4 agencies have ‘emusing’ story about bird on highway

We’re at liberty to tell you loose emu captured

There must have been more drama than we thought on the set of one of Liberty Mutual Insurance’s most-recent commercials when the company brought back a certain bumbling actor and his botched yet hilarious line of “Liberty Biberty.”

It was easy to see Doug’s feathers had been ruffled, but his truly feathery counterpart and head “spokesbird” LiMu Emu protested the actor’s return by taking to the streets…in Olalla?

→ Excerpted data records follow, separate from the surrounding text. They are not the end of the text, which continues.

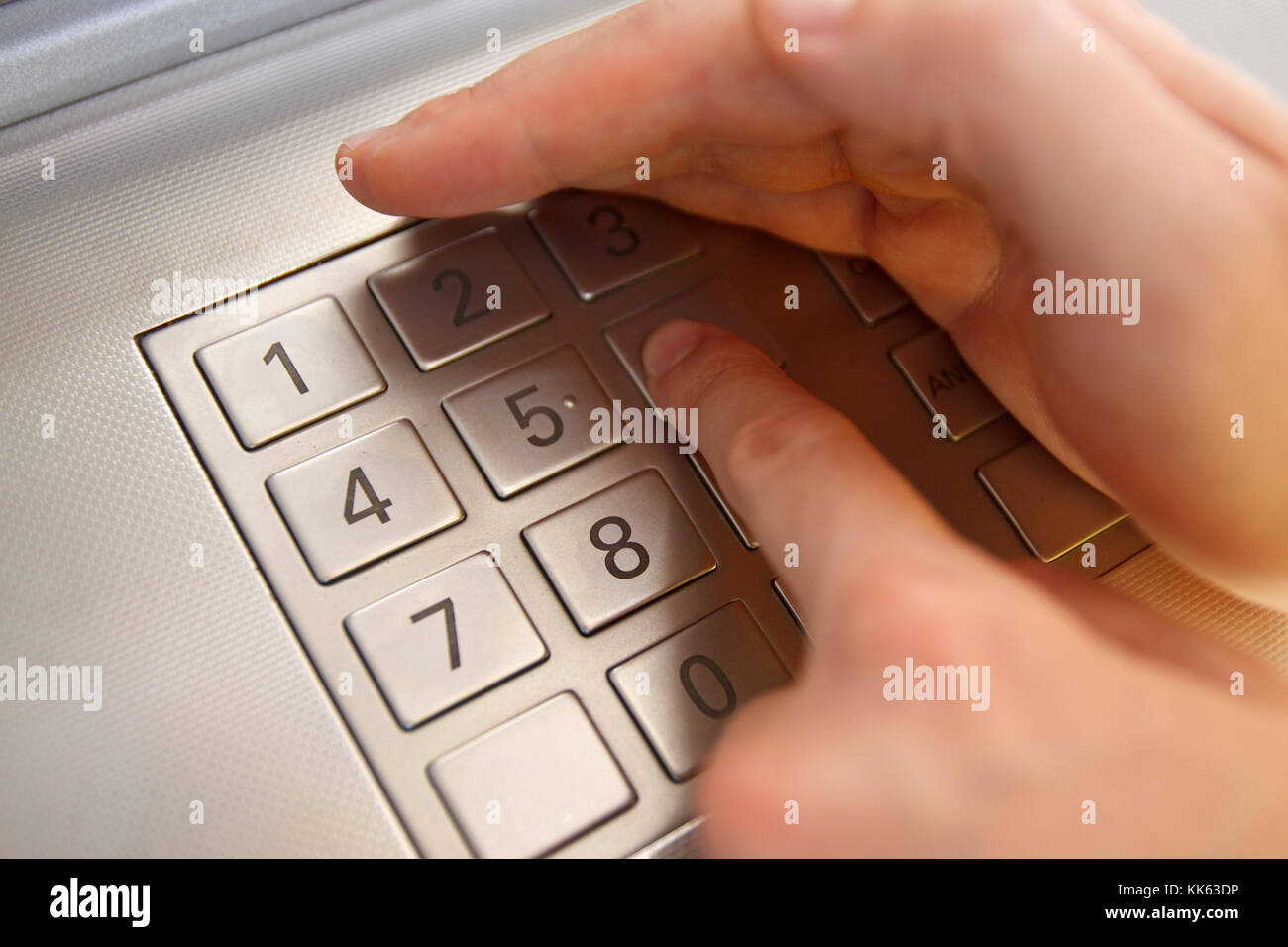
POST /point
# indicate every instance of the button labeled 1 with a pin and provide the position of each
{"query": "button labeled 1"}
(532, 421)
(288, 371)
(445, 639)
(364, 500)
(459, 298)
(618, 549)
(683, 689)
(605, 241)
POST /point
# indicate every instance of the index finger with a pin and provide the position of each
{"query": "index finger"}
(644, 81)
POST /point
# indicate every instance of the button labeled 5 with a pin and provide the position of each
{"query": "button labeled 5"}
(532, 421)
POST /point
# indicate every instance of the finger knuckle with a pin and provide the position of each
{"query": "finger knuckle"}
(782, 436)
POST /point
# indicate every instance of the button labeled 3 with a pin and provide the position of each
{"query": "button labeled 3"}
(605, 241)
(364, 500)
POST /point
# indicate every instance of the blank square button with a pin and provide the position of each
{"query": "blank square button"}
(533, 784)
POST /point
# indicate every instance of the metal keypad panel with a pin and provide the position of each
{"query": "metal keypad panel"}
(464, 561)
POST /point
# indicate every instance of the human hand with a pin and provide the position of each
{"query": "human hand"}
(1106, 165)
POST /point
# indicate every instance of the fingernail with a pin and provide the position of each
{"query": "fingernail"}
(352, 142)
(669, 343)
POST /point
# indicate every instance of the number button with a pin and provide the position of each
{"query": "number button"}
(683, 688)
(459, 298)
(531, 421)
(605, 241)
(364, 500)
(288, 371)
(872, 294)
(618, 549)
(445, 639)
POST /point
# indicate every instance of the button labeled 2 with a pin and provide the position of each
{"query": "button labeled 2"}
(456, 299)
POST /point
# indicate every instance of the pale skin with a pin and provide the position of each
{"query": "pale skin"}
(1113, 163)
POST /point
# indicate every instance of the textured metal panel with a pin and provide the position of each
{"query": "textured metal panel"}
(54, 52)
(1166, 586)
(217, 169)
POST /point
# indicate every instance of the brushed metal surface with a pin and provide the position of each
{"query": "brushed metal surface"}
(222, 167)
(218, 169)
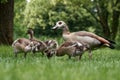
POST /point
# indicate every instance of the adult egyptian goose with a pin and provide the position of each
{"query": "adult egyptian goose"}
(70, 48)
(87, 38)
(49, 43)
(40, 46)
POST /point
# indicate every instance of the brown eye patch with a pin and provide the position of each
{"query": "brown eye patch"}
(60, 23)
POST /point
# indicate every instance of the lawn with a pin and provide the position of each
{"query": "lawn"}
(105, 65)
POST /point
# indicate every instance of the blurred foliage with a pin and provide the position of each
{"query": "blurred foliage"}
(43, 14)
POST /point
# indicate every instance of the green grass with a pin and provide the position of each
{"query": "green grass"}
(105, 65)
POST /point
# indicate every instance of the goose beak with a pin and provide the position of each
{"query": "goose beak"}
(55, 27)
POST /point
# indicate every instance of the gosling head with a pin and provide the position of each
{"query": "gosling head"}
(59, 25)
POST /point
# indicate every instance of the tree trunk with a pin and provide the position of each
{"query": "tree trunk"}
(115, 20)
(6, 22)
(103, 19)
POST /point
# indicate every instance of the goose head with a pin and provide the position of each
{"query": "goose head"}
(30, 31)
(59, 25)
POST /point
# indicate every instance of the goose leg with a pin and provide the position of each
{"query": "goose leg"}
(69, 57)
(25, 54)
(15, 54)
(80, 56)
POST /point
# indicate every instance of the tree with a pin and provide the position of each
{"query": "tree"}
(6, 21)
(107, 13)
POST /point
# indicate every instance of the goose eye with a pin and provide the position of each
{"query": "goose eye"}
(60, 23)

OK, not really, but overnight commuters still got a healthy reminder to drive insured as multiple agencies responded to a call for an emu running loose off Highway 16 at the Burley/Olalla exit at 3 a.m. Jan. 27.

Personnel from Animal Control, the State Patrol, the Kitsap County Sheriff’s Office and state Department of Transportation were all brought in to assist in the elusive bird’s capture. For Animal Control’s Jen Dunlap, it was her second emu call in a decade.

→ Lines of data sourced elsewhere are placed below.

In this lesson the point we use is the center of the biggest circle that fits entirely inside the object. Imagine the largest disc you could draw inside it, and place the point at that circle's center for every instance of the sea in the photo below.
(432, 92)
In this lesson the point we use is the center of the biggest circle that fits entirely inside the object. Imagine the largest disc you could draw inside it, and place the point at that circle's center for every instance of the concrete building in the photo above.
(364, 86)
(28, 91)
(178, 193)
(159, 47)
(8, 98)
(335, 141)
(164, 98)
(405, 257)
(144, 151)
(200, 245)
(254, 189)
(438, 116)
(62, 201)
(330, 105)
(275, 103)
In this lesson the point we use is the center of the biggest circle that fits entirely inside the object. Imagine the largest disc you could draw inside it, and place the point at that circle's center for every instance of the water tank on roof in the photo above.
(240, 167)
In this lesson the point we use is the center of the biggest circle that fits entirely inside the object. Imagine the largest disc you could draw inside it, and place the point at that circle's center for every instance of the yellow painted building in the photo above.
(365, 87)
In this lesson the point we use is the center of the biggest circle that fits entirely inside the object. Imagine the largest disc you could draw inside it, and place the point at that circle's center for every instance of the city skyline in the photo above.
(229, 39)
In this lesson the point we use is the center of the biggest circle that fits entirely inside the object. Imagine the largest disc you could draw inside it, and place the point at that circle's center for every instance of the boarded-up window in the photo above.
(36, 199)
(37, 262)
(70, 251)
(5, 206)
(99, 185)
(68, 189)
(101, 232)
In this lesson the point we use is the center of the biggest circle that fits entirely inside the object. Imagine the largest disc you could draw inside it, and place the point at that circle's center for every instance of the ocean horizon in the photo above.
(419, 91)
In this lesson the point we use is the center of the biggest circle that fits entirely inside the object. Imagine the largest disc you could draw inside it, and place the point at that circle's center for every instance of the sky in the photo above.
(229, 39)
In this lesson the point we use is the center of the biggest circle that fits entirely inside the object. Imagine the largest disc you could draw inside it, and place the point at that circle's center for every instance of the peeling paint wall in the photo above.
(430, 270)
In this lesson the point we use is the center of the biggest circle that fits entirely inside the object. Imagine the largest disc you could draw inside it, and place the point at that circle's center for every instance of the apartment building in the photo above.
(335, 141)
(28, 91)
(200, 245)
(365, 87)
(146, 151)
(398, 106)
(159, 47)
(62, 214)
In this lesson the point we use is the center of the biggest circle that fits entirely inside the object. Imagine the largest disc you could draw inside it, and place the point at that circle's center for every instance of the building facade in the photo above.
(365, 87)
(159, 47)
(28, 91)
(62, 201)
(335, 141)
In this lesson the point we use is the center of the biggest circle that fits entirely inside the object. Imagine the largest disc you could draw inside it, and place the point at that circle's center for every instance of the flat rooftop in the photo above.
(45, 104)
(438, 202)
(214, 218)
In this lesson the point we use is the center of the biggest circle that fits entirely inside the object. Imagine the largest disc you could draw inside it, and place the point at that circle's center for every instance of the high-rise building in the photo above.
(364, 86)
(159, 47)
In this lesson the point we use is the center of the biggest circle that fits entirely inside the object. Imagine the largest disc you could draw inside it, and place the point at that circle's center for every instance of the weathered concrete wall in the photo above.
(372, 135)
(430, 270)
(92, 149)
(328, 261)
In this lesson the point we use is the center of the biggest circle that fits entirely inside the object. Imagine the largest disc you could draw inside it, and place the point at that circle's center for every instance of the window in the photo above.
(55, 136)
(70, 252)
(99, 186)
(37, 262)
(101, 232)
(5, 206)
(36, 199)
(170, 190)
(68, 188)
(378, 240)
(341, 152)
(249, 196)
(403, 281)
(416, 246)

“And this time, I actually got it!” she boasted.

Her first encounter had not ended in a successful capture, but despite the rarity of the situation, she had researched to better prepare herself for such an encounter. That research paid off as she worked with the other agencies to prevent the bird from running off or causing harm to drivers and itself in the dark hours of the morning.

“It’s firstly public safety and animal safety,” she said. “The main thing was staying behind the bird, away from the feet, and getting its head and eyes covered so I could maneuver it from there. It was young, which I lucked out on. Had it been older, I’m not sure I would have been successful.”

Later that morning, the Kitsap Humane Society reported that “Elliot” was safely housed at its Big Animal Barn. The bird was immediately the talk of the town, residents relishing the irony of the reckless night on the road and so many jokes about what coverage it must have paid for, though surely it only paid for what it needed.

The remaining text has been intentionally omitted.